At large scales, the mechanisms underpinning stability in natural communities may vary in importance due to changes in species composition, mean abundance, and species richness. Here we link species characteristics (niche positions) and community characteristics (richness and abundance) to evaluate the importance of stability mechanisms in 156 butterfly communities monitored across three European countries and spanning five bioclimatic regions. We construct niche-based hierarchical structural Bayesian models to explain first differences in abundance, population stability, and species richness between the countries, and then explore how these factors impact community stability both directly and indirectly (via synchrony and population stability). Species richness was partially explained by the position of a site relative to the niches of the species pool, and species near the centre of their niche had higher average population stability. The differences in mean abundance, population stability, and species richness then influenced how much variation in community stability they explained across the countries.
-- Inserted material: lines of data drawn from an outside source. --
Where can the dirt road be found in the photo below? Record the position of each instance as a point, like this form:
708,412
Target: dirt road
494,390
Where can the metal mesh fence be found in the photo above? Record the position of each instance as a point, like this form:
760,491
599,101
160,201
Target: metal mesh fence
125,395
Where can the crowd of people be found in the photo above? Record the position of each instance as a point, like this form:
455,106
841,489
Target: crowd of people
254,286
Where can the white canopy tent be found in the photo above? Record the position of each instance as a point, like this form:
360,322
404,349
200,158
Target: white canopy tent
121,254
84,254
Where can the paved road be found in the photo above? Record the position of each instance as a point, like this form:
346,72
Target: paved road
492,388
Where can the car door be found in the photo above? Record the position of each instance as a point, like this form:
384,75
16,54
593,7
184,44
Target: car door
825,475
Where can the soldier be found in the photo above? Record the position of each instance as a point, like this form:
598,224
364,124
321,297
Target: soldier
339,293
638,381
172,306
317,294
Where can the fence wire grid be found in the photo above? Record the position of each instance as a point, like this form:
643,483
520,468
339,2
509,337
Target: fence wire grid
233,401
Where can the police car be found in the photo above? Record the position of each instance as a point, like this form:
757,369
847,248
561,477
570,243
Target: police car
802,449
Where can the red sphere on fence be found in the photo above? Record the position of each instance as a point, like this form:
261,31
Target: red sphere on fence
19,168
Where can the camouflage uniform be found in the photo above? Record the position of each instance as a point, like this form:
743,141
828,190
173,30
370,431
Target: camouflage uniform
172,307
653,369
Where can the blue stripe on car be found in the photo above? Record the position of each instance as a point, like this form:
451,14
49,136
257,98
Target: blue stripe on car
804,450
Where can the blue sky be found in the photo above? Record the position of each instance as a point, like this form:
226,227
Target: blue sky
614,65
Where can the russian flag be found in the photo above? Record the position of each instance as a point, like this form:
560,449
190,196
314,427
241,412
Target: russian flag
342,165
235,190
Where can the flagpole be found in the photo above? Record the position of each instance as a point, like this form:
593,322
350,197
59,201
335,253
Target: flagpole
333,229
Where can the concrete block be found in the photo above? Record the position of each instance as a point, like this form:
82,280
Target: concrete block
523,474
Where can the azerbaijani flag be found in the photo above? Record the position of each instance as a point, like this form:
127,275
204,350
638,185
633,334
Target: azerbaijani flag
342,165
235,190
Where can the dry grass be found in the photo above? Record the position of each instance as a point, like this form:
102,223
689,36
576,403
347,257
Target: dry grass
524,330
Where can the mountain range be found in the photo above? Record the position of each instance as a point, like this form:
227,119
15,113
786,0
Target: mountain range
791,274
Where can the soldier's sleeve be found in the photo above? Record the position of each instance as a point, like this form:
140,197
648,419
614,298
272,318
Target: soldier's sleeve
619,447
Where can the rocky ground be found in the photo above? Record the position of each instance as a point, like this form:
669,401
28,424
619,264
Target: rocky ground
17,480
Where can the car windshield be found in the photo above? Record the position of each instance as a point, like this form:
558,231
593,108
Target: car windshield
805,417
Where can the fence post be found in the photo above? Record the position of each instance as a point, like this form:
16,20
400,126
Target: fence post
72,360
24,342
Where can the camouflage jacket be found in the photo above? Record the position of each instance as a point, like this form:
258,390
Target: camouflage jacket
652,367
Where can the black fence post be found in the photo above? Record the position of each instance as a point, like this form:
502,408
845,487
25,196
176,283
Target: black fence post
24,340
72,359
We found, using variance partitioning, that community stability in Finnish communities was most influenced by community abundance, whereas this aspect was unimportant in Spain with species synchrony explaining most variation; the UK was somewhat intermediate with both factors explaining variation. Across all countries, the diversity–stability relationship was indirect with species richness reducing synchrony which increased community stability, with no direct effects of species richness. Our results suggest that in natural communities, biogeographical variation observed in key drivers of stability, such as population abundance and species richness, leads to community stability being limited by different factors and that this can partially be explained due to the niche characteristics of the European butterfly assemblage.